Nog even terugkomend op het begrip sleutelroman. Als niet Curaçaose lezer zal je misschien lang niet alle combinaties kunnen maken, maar treffend is wel de gelijkenis tussen Wilfrido en Helmin Wiels. De eerste wordt in de roman slachtoffer van moedwillige vergiftiging en legt het loodje. De laatste, waarvan de zaak ook hier in Nederland uitgebreid in het nieuws is geweest, wordt met messteken om het leven gebracht.
De drama’s in de familie en de toestanden op het eiland zijn door Lobo samengevoegd tot een intrigerend geheel. Het is heel goed denkbaar dat Lobo met zijn roman een waarschuwende vinger wil opsteken. Een waarschuwing aan personen die de verleiding van malversaties niet kunnen weerstaan, maar ook aan de samenleving en politiek op Curaçao, dat het op deze manier niet kan.
Wat de stijl betreft is de auteur een begenadigde verteller. Zinsbouw en woordkeus sluiten naadloos aan bij de beschreven situatie. Enige onderkoeldheid mag daaraan niet ontzegd worden, wat de leesbaarheid zeker bevordert.

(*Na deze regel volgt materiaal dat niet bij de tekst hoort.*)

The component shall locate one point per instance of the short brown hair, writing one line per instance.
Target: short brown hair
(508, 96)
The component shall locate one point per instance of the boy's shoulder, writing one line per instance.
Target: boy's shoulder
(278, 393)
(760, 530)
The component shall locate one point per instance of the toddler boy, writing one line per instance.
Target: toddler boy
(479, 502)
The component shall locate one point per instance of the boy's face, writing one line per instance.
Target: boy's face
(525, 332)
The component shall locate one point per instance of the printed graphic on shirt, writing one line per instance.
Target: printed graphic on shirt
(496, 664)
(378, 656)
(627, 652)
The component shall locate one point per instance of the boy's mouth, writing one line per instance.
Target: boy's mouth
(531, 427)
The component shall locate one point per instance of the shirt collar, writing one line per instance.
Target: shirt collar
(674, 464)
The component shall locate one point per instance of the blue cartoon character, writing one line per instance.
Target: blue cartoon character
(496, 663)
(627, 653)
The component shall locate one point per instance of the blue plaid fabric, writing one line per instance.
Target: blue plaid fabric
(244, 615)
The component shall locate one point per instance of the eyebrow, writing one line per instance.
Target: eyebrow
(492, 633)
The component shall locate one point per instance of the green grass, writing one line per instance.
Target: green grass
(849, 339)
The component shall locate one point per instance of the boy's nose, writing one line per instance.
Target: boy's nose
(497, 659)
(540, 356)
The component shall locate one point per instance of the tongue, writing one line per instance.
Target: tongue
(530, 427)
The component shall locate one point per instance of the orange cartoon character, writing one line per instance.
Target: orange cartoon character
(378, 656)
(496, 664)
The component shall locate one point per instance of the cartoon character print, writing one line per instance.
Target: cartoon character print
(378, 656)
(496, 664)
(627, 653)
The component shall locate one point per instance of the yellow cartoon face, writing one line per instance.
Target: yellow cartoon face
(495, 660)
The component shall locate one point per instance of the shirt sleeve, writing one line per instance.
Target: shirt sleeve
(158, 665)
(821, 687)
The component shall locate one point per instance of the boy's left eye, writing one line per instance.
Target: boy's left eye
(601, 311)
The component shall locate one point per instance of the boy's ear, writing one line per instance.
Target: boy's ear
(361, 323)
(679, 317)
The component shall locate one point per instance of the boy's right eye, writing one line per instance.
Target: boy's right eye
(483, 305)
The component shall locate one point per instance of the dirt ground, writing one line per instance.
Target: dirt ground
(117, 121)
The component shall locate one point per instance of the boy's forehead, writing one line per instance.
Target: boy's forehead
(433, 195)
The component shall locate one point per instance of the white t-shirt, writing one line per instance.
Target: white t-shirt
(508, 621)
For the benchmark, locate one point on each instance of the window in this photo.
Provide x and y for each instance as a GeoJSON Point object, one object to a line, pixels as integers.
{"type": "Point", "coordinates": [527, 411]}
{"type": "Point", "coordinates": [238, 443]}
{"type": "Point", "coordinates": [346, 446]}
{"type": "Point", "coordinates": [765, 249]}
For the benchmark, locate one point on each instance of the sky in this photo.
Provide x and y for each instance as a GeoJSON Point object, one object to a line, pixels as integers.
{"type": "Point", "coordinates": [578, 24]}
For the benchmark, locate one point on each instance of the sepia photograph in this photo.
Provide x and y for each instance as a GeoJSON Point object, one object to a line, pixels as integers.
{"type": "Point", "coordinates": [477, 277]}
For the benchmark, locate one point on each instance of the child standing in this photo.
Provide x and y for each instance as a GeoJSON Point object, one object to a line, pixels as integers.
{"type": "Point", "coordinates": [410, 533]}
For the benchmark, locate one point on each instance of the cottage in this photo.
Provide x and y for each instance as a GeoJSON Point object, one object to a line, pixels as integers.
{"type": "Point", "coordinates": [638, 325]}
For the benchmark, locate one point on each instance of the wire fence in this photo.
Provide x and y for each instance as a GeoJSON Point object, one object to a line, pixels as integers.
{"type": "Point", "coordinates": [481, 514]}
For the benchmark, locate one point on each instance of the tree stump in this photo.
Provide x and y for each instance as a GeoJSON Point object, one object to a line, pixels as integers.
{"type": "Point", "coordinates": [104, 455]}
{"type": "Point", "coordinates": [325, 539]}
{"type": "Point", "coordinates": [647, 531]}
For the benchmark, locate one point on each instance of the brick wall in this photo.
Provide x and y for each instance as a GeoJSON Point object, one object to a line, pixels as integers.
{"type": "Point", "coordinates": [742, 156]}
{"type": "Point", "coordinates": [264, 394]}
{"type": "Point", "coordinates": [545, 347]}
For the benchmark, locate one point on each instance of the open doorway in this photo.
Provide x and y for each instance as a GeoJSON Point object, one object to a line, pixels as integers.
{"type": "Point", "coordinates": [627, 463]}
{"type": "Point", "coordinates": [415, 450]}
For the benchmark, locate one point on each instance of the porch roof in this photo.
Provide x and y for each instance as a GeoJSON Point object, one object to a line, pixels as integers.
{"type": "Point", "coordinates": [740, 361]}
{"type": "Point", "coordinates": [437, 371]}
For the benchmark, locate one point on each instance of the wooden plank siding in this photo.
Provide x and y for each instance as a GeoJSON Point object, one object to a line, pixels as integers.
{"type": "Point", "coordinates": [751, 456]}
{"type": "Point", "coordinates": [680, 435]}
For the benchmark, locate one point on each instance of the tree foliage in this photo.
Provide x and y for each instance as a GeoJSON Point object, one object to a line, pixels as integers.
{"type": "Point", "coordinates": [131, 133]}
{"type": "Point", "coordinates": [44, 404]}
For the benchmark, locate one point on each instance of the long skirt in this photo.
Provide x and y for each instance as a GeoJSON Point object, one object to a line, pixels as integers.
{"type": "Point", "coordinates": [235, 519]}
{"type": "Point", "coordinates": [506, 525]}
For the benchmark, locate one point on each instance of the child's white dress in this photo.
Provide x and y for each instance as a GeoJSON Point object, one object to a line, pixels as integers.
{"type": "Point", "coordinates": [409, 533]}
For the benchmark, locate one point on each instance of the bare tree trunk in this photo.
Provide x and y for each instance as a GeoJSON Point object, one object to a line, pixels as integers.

Dit is de derde roman van Ronny Lobo. In 2013 debuteerde hij met Bouwen op drijfzand. In 2015 verscheen zijn tweede roman Tirami sù, dat als vervolg op zijn eerste beschouwd kan worden. Gezien deze roman is het te hopen dat de auteur nog niet is uitgeschreven.
Kees de Kievid
Boek bestellen!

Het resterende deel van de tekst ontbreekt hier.